Here are a few other brilliant quirks and details to look out for:

  • The soundtrack, for the most part (with the exception of the closing “Hooray for Hollywood”) consists of the same sad tune played in different styles and by different performers, from mariachi funeral march to piano bar ballad.
  • Gangsters no longer look or act like gangsters.  They wear track suits and act like your next-door neighbor, concerned about their kids and tennis game, and will invite you over for drinks.  And yet, they are capable of acts of spontaneous, irrational and shocking cruelty (a foreshadowing of “The Sopranos?”).  
  • Leigh Brackett, the screenwriter for this film also penned the famous Philip Marlowe vehicle “The Big Sleep” starring Humphrey Bogart and Lauren Bacall.
  • In a foreshadowing of meta filmmaking, Marlowe, in one scene, refers directly to dialogue from the original novel, saying “Is this where I’m supposed to say, ‘What’s this all about?’”
  • Henry Gibson’s character, at a tad over 5 feet tall, verbally intimidates giant 6-foot-5-inch Sterling Hayden’s sad confused Hemingwayesque character, another throwback to the old world.  
  • Nina van Pallandt, a real life 1970s icon, plays the wife of Hayden’s Roger Wade.
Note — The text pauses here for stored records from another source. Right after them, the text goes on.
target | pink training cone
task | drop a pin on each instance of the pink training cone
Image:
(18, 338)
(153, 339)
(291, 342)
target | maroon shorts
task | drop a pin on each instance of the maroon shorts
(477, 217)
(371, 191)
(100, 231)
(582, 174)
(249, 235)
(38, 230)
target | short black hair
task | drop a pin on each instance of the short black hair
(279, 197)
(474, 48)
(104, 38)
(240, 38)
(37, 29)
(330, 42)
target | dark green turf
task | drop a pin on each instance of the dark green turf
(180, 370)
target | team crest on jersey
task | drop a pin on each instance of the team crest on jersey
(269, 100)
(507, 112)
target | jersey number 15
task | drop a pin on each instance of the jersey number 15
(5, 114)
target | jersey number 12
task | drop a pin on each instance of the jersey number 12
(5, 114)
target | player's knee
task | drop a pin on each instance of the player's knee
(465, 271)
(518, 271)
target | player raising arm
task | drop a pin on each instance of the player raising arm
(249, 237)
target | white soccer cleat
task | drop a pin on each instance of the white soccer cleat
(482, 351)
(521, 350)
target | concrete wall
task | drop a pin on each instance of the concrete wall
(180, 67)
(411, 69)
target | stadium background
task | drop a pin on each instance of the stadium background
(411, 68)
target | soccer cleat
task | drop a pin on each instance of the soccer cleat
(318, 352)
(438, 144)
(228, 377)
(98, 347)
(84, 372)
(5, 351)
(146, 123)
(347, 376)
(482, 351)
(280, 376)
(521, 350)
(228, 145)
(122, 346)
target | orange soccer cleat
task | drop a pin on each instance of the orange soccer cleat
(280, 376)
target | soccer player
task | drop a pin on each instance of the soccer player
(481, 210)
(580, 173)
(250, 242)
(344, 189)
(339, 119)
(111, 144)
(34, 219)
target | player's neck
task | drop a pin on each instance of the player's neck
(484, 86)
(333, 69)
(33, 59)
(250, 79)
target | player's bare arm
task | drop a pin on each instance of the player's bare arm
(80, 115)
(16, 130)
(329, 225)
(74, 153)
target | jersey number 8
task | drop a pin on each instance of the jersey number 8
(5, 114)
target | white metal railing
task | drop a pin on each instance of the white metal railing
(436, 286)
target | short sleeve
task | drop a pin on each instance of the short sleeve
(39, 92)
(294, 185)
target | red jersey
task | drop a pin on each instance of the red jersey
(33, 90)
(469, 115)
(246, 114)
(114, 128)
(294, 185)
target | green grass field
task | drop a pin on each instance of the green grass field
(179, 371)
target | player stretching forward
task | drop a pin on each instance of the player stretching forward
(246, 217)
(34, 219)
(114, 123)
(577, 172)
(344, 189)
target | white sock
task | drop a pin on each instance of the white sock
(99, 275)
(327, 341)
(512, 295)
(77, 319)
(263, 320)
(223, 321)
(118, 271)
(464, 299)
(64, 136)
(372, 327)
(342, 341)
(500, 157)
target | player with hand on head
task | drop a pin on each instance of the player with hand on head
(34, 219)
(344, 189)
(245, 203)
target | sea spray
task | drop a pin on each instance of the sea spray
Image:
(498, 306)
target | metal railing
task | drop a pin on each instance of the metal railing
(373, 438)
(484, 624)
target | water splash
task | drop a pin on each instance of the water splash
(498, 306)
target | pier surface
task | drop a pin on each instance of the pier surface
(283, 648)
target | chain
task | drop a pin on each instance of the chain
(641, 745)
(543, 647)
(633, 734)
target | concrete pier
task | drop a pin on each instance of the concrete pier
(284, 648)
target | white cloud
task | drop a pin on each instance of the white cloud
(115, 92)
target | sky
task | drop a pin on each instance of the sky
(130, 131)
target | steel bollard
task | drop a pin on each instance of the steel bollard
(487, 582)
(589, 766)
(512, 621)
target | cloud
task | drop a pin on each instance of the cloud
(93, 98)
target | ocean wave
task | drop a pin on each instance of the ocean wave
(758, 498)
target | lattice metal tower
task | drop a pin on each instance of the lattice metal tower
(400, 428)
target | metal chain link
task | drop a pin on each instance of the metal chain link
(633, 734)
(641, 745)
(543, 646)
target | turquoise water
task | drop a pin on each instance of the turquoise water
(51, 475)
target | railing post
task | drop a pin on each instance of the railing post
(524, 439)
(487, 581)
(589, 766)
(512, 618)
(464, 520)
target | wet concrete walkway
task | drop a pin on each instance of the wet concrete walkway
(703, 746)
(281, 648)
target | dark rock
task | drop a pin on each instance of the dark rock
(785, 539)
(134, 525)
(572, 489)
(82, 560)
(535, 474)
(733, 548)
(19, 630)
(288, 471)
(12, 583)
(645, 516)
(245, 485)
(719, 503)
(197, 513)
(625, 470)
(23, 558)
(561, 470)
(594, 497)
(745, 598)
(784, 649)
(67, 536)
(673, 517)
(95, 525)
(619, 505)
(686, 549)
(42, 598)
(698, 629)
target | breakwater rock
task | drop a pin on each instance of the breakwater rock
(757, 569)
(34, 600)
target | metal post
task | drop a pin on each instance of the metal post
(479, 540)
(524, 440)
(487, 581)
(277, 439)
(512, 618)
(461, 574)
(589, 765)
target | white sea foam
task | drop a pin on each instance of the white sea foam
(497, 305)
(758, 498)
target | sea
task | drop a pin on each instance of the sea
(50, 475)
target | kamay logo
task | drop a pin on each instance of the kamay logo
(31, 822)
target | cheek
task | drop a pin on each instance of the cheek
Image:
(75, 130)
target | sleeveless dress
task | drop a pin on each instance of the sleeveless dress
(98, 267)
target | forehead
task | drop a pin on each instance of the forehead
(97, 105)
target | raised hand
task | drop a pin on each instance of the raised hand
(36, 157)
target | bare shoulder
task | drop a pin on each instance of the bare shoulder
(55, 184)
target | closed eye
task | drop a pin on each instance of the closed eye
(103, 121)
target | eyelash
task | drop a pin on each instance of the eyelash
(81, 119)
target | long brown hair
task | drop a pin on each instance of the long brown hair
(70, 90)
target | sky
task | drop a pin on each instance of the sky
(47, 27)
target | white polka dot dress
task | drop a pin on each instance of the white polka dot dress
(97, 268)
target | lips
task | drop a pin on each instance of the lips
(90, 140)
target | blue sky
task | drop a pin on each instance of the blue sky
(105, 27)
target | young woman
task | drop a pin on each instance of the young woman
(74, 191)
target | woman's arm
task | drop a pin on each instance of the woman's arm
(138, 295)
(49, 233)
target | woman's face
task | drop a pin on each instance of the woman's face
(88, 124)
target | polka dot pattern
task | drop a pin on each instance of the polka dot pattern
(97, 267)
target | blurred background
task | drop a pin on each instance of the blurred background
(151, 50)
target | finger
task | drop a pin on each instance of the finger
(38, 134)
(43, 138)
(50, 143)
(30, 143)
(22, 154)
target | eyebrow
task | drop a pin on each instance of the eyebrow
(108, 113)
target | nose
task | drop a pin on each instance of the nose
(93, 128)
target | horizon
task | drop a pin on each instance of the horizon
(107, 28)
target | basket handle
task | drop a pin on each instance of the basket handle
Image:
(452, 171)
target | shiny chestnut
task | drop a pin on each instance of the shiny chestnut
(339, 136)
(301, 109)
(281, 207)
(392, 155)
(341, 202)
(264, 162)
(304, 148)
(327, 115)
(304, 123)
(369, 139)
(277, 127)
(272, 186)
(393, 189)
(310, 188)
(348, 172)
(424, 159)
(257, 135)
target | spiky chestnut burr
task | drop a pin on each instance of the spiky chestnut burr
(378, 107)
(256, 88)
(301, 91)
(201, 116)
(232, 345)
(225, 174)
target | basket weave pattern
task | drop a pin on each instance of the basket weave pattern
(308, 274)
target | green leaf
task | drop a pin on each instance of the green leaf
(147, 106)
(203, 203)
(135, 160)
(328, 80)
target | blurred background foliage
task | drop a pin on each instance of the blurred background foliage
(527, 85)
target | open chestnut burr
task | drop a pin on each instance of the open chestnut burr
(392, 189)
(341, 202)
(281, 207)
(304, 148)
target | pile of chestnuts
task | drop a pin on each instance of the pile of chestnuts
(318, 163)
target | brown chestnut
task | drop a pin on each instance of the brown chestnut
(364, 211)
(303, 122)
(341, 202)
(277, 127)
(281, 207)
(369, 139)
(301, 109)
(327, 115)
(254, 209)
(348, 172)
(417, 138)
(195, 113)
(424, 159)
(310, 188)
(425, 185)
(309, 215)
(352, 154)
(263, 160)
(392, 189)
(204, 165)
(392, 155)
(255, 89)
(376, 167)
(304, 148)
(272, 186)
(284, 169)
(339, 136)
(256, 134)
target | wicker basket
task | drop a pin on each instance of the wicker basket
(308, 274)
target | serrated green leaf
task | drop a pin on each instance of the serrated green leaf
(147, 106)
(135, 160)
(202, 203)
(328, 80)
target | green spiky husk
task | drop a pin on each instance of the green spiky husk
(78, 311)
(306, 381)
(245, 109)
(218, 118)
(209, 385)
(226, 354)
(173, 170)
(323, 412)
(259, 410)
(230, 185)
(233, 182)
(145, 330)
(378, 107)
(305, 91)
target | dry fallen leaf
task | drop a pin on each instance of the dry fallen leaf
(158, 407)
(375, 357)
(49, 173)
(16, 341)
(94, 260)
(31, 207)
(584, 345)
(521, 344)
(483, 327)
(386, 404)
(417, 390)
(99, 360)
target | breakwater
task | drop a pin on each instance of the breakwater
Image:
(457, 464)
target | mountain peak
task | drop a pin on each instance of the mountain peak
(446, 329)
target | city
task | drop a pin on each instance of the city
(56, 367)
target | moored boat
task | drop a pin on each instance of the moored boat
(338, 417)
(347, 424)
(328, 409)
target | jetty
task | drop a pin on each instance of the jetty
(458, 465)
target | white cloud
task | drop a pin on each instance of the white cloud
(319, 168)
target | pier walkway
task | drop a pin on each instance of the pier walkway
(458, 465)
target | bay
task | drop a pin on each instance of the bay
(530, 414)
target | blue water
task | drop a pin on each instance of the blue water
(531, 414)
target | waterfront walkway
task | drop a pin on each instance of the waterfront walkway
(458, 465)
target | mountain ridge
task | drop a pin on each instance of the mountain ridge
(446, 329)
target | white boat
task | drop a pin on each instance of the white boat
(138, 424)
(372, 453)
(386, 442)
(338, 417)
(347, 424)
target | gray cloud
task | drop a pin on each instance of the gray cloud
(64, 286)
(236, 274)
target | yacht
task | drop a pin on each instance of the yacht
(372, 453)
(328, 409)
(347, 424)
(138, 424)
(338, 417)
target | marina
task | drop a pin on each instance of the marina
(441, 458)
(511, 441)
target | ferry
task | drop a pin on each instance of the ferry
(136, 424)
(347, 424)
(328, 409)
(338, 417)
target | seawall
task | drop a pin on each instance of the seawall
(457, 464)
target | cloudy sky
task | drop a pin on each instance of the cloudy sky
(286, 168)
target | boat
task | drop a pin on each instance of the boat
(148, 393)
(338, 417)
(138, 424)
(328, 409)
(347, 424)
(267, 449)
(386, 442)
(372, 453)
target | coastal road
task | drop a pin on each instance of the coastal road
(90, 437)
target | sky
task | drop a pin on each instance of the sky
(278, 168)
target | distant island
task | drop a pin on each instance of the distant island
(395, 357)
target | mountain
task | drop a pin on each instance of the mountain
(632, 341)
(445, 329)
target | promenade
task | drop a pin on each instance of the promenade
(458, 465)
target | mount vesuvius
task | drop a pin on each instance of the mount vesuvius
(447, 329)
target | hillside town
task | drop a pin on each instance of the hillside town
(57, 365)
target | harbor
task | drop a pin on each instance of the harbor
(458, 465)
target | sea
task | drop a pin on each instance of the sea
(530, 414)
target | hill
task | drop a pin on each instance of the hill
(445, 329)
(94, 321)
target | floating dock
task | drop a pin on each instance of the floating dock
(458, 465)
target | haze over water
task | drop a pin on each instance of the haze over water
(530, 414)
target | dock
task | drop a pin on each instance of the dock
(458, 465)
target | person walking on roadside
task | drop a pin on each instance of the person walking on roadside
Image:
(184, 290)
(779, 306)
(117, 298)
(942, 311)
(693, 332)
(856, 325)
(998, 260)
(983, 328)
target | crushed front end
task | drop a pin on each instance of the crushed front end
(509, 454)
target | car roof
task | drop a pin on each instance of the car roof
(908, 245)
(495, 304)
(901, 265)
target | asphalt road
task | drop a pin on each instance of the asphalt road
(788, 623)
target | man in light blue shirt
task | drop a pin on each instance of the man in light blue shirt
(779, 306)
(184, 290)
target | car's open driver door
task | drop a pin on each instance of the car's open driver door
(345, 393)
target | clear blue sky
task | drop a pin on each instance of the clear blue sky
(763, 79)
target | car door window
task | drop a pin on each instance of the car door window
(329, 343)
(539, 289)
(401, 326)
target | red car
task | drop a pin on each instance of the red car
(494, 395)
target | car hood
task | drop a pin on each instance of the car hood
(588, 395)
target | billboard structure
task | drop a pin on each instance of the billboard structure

She was famously linked in real life to Clifford Irving who conceived the fake autobiography of Howard Hughes in the early 1970s. Van Pallandt’s character was married to a failed writer in the film and the actress was attached to a famous failed writer in real life.
  • And famous baseball pitcher Jim Bouton, playing the character Terry Lennox and Marlowe’s best friend, comically tries to remember the third DiMaggio brother. The famous one, Joe, married Hollywood icon Marilyn Monroe.  How soon we forget.   
  • And look out for Arnold Schwarzenegger’s cameo role as one of the gangster’s henchmen.